Although these regulations are not applicable to the case at bar, the same policy concern underlies both the 1984 and 1989 amendments, and that is to identify Medicare as the secondary payor where private insurers are obligated to pay the insured for medical expenses. The 1989 amendment merely states explicitly what Congress implied in the 1984 revisions.

Such reasoning is supported by the sparse, but apparently unanimous, case law on this issue. District courts applying both the 1984 and 1989 amendments to § 1395y(b) have held that the United States' right of reimbursement is paramount to any other claim. Casualty Reciprocal Exchange v. Johnson, NO. CIV.A. 91-2357, 1992 WL 300769*, 1992 U.S. Dist. LEXIS 15282 *4 (E.D.La. October 5, 1992); Waters v. Farmers Texas County Mut. Ins. Co., 797 F. Supp. 575 (S.D.Tex. 1992).

However, defendant Hartford Insurance contends that its subrogation rights arise from its contractual relationship with defendant Geier and not from Wisconsin common law. Defendant seems to imply that this dependency on contractual law somehow strengthens its claim of priority. Furthermore, defendant Hartford Insurance suggests that under the terms of the Reimbursement Agreement that obligate defendant Geier to pay the United States such amount as federal law requires, plaintiff's dispute is solely with defendant Geier. Both arguments are without merit.

First, whether defendant Hartford Insurance Company's subrogation rights arise under Wisconsin common law or under contract is irrelevant to the disputed issue. Federal law preempts subrogation rights arising from either source. St. Agnes Hospital, 616 F. Supp. at 428 (in interpreting § 1395y(b), federal law preempts both state law and state common law rules); Varacalli v. State Farm Mut. Auto. Ins. Co., 763 F. Supp. 205, 209 (E.D.Mich.1990) (§ 1395y(b) preempts state no-fault insurance law because state statute conflicted with federal law); Smith v. Travelers Indem. Co., 763 F. Supp. 554 (M.D.Fla.1989) (§ 1395y(b) preempts Florida's collateral source rule which conflicted with congressional intent to make Medicare the secondary payor).

Preemption occurs when Congress enacts a federal statute and expresses a clear intent to preempt state law or when there is an outright conflict between federal and state law. Louisiana Public Service Comm'n v. FCC, 476 U.S. 355, 368, 106 S. Ct. 1890, 1898, 90 L. Ed. 2d 369 (1986). In this case, Congress intended that the Medicare program be reimbursed whenever a private insurer is obligated to pay medical costs. A conflict with federal law arises if a contract enforceable under state statutory or common law protects the subrogation rights of defendant Hartford Insurance to the detriment of a federal claim of reimbursement. Under the preemption theory, the conflict is resolved in favor of the United States, and priority must be given to plaintiff to recover its expenditures.

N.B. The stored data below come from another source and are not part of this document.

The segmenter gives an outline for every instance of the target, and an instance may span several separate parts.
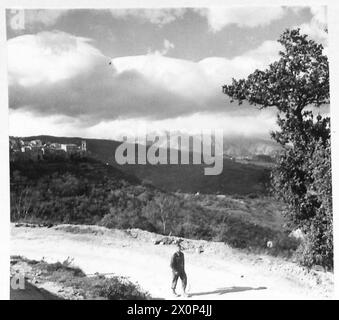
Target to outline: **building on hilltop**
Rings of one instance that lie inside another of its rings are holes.
[[[61,149],[61,143],[53,142],[49,145],[49,148],[56,149],[56,150]]]
[[[42,142],[41,140],[31,140],[29,145],[34,147],[42,147]]]
[[[86,140],[81,141],[81,151],[87,151],[87,142]]]
[[[74,143],[62,143],[61,149],[67,153],[75,153],[79,150],[79,147]]]
[[[10,161],[28,160],[33,161],[43,160],[46,157],[84,157],[87,154],[86,140],[81,141],[81,145],[74,143],[58,143],[46,142],[42,143],[41,140],[21,140],[19,138],[9,138],[9,152]]]

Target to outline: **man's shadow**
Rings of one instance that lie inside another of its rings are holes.
[[[242,291],[250,291],[250,290],[265,290],[267,289],[266,287],[257,287],[257,288],[252,288],[252,287],[228,287],[228,288],[219,288],[213,291],[206,291],[206,292],[195,292],[189,294],[190,297],[194,296],[203,296],[203,295],[208,295],[208,294],[225,294],[225,293],[231,293],[231,292],[242,292]]]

Defendant Hartford Insurance fares no better with its second argument that the United States' claim is against defendant Geier. Nowhere in the agreement does it state that the enforcement of this contract precludes suit against any other entity to recover Medicare payments.

Both the legislative history of § 1395y(b) and the relevant case law establish the priority of the United States' reimbursement *1338 claim under the Medicare program for conditional payments. Consequently, I will grant plaintiff's motion for summary judgment.


IT IS ORDERED that plaintiff's motion for summary judgment is GRANTED. The Clerk of Court is directed to enter judgment for plaintiff and close the case.


[1] In its brief, plaintiff cites to the most recent version of § 1395y(b) as amended in 1989. However, these amendments are applicable only to items and services furnished after December 19, 1989. Defendant Geier's accident occurred on or about August 29, 1986. Because the parties have not stipulated to the dates the medical services were provided, I will assume that defendant Geier received medical attention immediately after the accident and well before December 1989. The application of the older version of § 1395y(b) does not affect the outcome of this motion. The 1989 amendment simply reorganized the structure of the statute and further clarified the United States' right of recovery of conditional Medicare payments.